Express uses the bag-of-words model and the shingling natural-language processing methods to calculate the text similarity between two fields. The following example illustrates how Express determines if two text fields are similar.

  1. A correlation definition specifies service as the one field to correlate, with a similarity threshold of 90%.

  2. The correlation engine receives an alert with service = loginver012. A candidate incident includes loginver011 as one of its services.

  3. To determine if the alert correlates with the incident, the engine does the following:

    1. Splits each string into a set of shingles based on the default shingle size, which is 2.

    2. Compares each 2-character sequence in the alert field with the corresponding sequence in the incident field:

      lo og gi in nv ve er r0 01 12
      lo og gi in nv ve er r0 01 11
    3. In this case, 9 out of the 10 shingles are identical. Because the similarity threshold is 90%, this alert meets the correlation threshold. The correlation engine adds the new alert to the incident.

Correlation time period

The time period for correlating alerts into the same incident, starting from the incident creation time. When the correlation period ends, Express correlates alerts into a new incident.

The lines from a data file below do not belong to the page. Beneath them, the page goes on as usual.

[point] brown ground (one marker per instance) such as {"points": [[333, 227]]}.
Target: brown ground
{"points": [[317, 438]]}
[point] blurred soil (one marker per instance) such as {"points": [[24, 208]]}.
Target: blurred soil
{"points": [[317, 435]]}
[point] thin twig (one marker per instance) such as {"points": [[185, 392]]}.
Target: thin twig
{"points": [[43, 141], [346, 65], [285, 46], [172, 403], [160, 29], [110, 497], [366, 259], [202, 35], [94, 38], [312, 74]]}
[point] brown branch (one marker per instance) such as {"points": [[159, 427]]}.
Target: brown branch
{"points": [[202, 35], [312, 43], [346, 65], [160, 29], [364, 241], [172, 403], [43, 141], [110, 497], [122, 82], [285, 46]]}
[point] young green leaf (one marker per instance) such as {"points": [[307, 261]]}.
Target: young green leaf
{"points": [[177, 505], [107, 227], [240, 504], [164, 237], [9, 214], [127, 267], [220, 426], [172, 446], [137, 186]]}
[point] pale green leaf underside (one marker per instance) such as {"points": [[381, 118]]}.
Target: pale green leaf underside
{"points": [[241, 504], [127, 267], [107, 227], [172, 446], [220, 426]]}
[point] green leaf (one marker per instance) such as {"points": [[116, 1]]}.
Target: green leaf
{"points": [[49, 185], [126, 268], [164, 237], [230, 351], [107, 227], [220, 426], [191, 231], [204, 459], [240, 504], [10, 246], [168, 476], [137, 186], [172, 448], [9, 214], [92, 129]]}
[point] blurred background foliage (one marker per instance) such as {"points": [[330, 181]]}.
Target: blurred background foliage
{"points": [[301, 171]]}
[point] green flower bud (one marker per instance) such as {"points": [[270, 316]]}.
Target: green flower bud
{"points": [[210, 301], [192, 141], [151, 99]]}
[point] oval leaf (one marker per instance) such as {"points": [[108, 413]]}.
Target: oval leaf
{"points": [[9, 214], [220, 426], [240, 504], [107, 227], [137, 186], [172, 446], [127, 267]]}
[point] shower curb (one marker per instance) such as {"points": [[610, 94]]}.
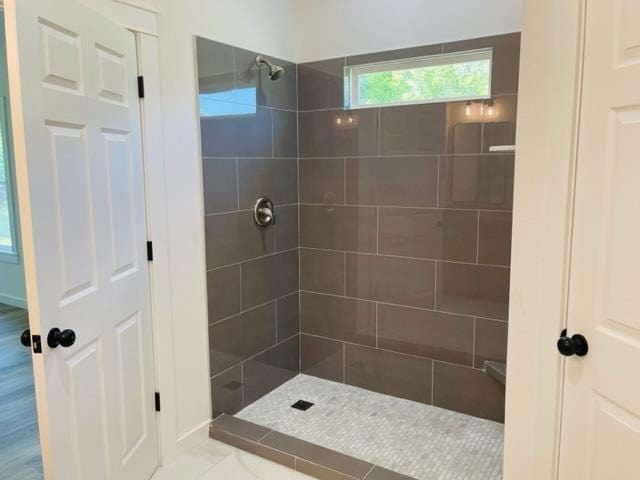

The options are as follows:

  • Automatic: With this option, the correlation period is 15 minutes but can extend up to 30 minutes. The extension period is 3 minutes 45 seconds — one-fourth of the correlation period. The correlation period can extend as follows:

    • If a new alert arrives within 3 minutes 45 seconds of the expiration time, the period extends another 3 minutes 45 seconds.

    • If another alert arrives from 15 minutes to 18 minutes 45 seconds, the period extends another 3 minutes 45 seconds.

    • This process can repeat up to 30 minutes, the maximum possible time period.

  • Manual: Select this option if you know the time window that you want to specify.